The company ended its third quarter with 287 customers generating more than $1 million in revenue over the trailing 12-month period, up from 246 customers in Q2 and 148 in last year's third quarter. Along with a 65% increase in average spending from customers already using its services, new customer additions helped push product revenue up 67% year over year in Q3.

Snowflake's midpoint guidance calls for product revenue of approximately $1.92 billion in its 2023 fiscal year, which closes at the end of this month, representing 68.5% annual growth. Despite facing some macroeconomic headwinds, the business is scaling at an encouraging clip, and there's plenty of room for expansion over the long term.

For its fiscal year ending January 2029, the company still expects to post roughly 30% annual sales growth and reach revenue of approximately $10 billion. The company also anticipates recording a non-GAAP (adjusted) free-cash-flow margin of 25% that year. These targets suggest Snowflake would still likely be recording strong sales growth after the end of this projection period -- and doing so quite profitably. 

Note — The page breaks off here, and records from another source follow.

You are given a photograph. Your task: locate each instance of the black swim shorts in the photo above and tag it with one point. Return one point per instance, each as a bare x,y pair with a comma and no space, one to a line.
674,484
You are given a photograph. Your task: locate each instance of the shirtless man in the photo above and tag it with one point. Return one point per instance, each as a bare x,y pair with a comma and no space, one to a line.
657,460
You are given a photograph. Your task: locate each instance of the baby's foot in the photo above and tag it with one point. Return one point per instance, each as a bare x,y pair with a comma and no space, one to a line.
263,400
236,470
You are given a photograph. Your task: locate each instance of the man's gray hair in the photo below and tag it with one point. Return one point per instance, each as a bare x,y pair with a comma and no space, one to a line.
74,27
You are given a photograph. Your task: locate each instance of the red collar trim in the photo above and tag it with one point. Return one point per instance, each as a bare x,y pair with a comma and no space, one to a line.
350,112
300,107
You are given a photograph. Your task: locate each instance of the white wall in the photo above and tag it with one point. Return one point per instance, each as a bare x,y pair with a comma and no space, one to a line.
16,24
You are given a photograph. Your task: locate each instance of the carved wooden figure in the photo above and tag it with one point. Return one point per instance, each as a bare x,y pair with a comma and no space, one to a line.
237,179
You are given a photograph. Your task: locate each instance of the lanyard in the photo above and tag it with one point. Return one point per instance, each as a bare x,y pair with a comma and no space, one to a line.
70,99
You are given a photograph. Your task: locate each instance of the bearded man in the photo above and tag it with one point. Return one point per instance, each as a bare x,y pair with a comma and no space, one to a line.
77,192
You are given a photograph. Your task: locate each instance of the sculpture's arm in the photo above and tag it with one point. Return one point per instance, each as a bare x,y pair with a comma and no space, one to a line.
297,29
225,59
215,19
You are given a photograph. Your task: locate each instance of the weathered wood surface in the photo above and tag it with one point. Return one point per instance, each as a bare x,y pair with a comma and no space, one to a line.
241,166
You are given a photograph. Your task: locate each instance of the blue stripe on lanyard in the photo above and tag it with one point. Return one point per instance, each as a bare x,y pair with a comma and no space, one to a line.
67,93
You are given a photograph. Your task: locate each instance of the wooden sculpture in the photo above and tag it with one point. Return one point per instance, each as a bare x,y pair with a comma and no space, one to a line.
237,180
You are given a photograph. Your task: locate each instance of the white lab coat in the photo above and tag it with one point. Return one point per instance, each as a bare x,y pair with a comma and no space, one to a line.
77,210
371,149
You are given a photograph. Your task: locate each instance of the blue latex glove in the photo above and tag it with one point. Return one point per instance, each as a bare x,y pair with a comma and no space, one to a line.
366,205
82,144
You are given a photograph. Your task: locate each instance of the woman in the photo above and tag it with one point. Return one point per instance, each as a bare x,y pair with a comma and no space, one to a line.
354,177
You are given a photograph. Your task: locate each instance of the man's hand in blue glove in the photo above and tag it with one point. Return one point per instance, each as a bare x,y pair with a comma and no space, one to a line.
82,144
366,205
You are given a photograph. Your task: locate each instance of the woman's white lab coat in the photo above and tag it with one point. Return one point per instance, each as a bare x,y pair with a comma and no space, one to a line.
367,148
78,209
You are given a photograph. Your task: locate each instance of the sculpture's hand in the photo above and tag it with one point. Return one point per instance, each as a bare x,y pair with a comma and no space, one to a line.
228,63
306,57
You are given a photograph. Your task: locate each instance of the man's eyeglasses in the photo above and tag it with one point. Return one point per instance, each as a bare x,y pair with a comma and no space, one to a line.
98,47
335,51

With the stock trading down roughly 69% from its high, Snowflake is a worthwhile consideration for growth-focused investors seeking a stock capable of delivering big long-term wins. 

2. CrowdStrike

Cyber criminals have many avenues they can use for attacks. By exploiting weaknesses in computers, mobile devices, and other hardware, bad actors can gain access to networks and wreak havoc until they are detected and removed. But CrowdStrike's (CRWD 0.13%) Falcon software platform is helping to prevent endpoint devices from being exploited, and the business has a strong growth outlook as cybersecurity services continue to become increasingly essential. 

CrowdStrike added 1,460 net new subscribers in the third quarter, good for growth of 44% year over year and bringing its total customer count in the category to 21,146. 

More than 98% of customers using the company's products in the prior-year period were still using its services at the end of the most recent quarter, representing the best retention rate in its class. And the overall customer retention picture is actually much better than that.

CrowdStrike closed out Q3 with a dollar-based net revenue retention rate of 123.9%, which means that customers still using its services increased their spending by 23.9% compared to the prior-year period.

Through the combination of new customer additions and increased spending from those already using its services, CrowdStrike's revenue grew 53% year over year in the quarter to hit $580.9 million, and free cash flow rose 41% to reach $174.1 million.

CrowdStrike is rapidly gaining market share and still has a massive total-addressable-market (TAM) opportunity ahead of it. The company estimates that its TAM will expand from $76 billion to $158 billion in 2026, and the overall size of its addressable market should continue to grow from there.

With the business already posting impressive margins and expanding sales at a rapid clip, CrowdStrike stands out as a great stock for investors looking to benefit from the growing need for high-performance cybersecurity technologies. Trading down roughly 68% from its valuation peak, this category leader looks like a great buy for long-term investors.